Three years ago today, I was enjoying a Sunday afternoon in my Manhattan apartment after spending a lovely Saturday in SoHo with a new love interest in NYC. I did my usual Sunday routine-- yoga, watched my sermon online, meditated and then uploaded photos from the weekend to Facebook. I always choose a song title for my Facebook albums, so I scouted out some new songs that night, and fell in love with Swedish House Mafia's 'Save the World'. So, I created an album titled, "Who's going to save the world tonight? Who's going to bring you back to life?" I checked the time, 10pm, and decided I should probably check my phone that I had put face down on my bed hours earlier so I could focus on my yoga and things besides text messages and calls. Much to my surprise, there was a text from my mom that said, "Urgent. Call me." Ten seconds later, I found out that my sister died.

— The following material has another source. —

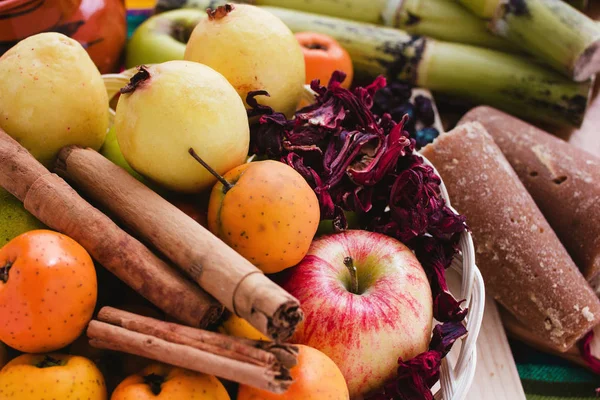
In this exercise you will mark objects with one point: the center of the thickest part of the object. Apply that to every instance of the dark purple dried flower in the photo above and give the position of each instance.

One of my very first thoughts was the acute understanding that my life would never, ever be the same. And, it wasn't. The naivety of that twenty-something in NYC, was replaced by a sharp realization that life was SHORT, and that no one was safe from death. Anything that had ever happened in my life before that moment seemed insignificant. I felt like any complaint I had before was unwarranted. I was a mess of emotions-- but mostly angry and sad.
I spent the night alone in my NYC apartment, curled up in the fetal position in my bed. I was semi-new to the city, and my only friends were out of town for the beautiful, summer weekend. My semi-love interest was already asleep and didn't hear my call that night.

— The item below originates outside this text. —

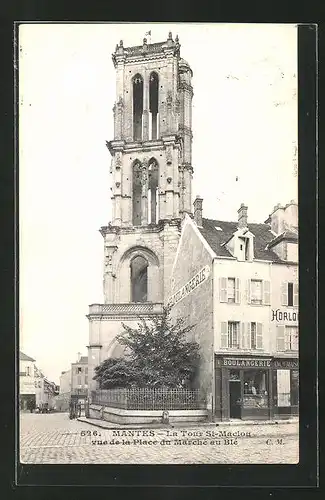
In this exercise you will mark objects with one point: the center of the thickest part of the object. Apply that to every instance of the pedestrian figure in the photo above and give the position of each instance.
(72, 409)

A brutal sleepless seven hours later, I got up, got dressed, and went to the airport. I took my scheduled flight to the business training I had that week in Michigan, and put on a smile through it all. I tried to keep positive music on my iPod (Waterfalls by Coldplay), and keep my mind set on just getting to our office in Ann Arbor.
It wasn't until halfway through the day, after lunch with my boss, that I finally broke down in tears and told my company what had happened. I stayed with a Christian family in the area that offered to take me in until I had to fly out to the funeral.
While all of this was beyond generous, it was not until a couple of days later that I found some semblance of hope and peace that I would make it through the darkest moment in my life. I was called to write my sister's obituary, being the writer in the family. It was one of the most difficult things I've ever written in my life. As I was going between that, and work, and checking Twitter, I saw a Tweet from a blog called, 'I Wrote This For You'. I followed it to a page that clearly spelled out every single emotion I had not been able to put a name to over the past three days. Suddenly, I didn't feel alone, I didn't feel misplaced. I realized that other people had lost their loved ones, too, and they still lived positive, meaningful lives. For the first time, I felt hope again.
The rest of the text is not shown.